# Access to for TTs for sale



## fcuk1_6 (Aug 1, 2012)

Hi,

Was just wondering if it would not make sense to allow non paying members access to view the TTs for sale section and make comments within the threads although not start a new topic as people who do not own TTs may come on here to try to search for one that has been properly cared for which I would have thought would benifit paying members who have advertised their cars?


----------



## Mark Davies (Apr 10, 2007)

There are several threads ongoing about this at the moment, including a poll about it. Take a look at those and it will give you some idea of why the restrictions are there.
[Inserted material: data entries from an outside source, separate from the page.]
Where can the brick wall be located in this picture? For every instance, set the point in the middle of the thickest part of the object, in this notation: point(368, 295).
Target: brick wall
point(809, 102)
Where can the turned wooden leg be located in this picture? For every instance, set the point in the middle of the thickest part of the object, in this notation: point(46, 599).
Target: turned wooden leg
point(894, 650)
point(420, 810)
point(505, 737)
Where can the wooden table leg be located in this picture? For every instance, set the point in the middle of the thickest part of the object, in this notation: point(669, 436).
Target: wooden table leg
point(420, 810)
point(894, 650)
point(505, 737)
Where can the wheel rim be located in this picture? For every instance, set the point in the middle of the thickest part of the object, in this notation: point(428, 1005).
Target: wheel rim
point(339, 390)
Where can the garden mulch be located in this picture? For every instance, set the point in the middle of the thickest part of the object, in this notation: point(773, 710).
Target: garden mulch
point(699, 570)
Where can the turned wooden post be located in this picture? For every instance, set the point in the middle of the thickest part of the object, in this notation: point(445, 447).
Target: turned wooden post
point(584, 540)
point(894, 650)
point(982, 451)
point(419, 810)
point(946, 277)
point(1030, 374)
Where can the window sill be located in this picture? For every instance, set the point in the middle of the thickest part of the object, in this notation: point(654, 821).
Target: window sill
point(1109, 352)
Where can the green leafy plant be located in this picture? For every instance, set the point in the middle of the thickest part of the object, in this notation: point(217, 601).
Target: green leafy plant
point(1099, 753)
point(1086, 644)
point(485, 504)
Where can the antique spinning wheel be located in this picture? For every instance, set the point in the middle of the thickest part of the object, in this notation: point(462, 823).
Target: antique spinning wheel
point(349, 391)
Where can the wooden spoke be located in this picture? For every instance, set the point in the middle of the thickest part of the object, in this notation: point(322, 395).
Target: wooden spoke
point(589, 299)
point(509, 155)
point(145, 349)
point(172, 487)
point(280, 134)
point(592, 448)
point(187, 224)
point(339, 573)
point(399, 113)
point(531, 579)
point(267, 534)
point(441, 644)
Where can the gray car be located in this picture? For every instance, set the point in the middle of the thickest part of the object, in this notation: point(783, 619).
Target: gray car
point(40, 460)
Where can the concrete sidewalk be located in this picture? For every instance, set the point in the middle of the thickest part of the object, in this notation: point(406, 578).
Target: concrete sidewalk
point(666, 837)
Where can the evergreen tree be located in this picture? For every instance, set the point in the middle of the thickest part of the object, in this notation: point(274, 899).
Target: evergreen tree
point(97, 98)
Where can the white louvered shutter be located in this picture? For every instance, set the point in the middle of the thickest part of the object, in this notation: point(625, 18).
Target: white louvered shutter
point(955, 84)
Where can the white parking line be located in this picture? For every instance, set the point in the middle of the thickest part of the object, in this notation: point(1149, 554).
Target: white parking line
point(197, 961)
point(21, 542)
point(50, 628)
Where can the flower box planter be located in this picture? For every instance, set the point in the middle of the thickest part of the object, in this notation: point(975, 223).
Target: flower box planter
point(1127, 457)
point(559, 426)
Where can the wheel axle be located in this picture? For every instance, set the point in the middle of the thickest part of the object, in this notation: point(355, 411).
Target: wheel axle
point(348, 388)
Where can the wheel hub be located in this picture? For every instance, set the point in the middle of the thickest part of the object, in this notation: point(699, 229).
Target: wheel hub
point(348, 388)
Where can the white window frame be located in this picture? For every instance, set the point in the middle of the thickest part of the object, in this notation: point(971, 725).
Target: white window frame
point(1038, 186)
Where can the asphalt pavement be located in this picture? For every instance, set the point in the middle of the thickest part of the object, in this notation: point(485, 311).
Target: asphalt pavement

And you'll find you don't have to be a paid-up member either - you'll automatically get access once you've been on the forum a while and built up a modest post count.

And finally, as there are several threads running on this topic at the moment don't be surprised (or offended) if this thread gets moved or closed by a moderator.


----------



## rustyintegrale (Oct 1, 2006)

This was why I voted for Option 4 here...

viewtopic.php?f=30&t=287293

It would seem to offer the protection against scammers that we all would like yet also encourages the sale of members cars to new potential members.

It seems like a no brainer to me but the majority seem to think otherwise, sorry.

*EDIT* Happy Birthday Mark, by the way! [smiley=cheers.gif]


----------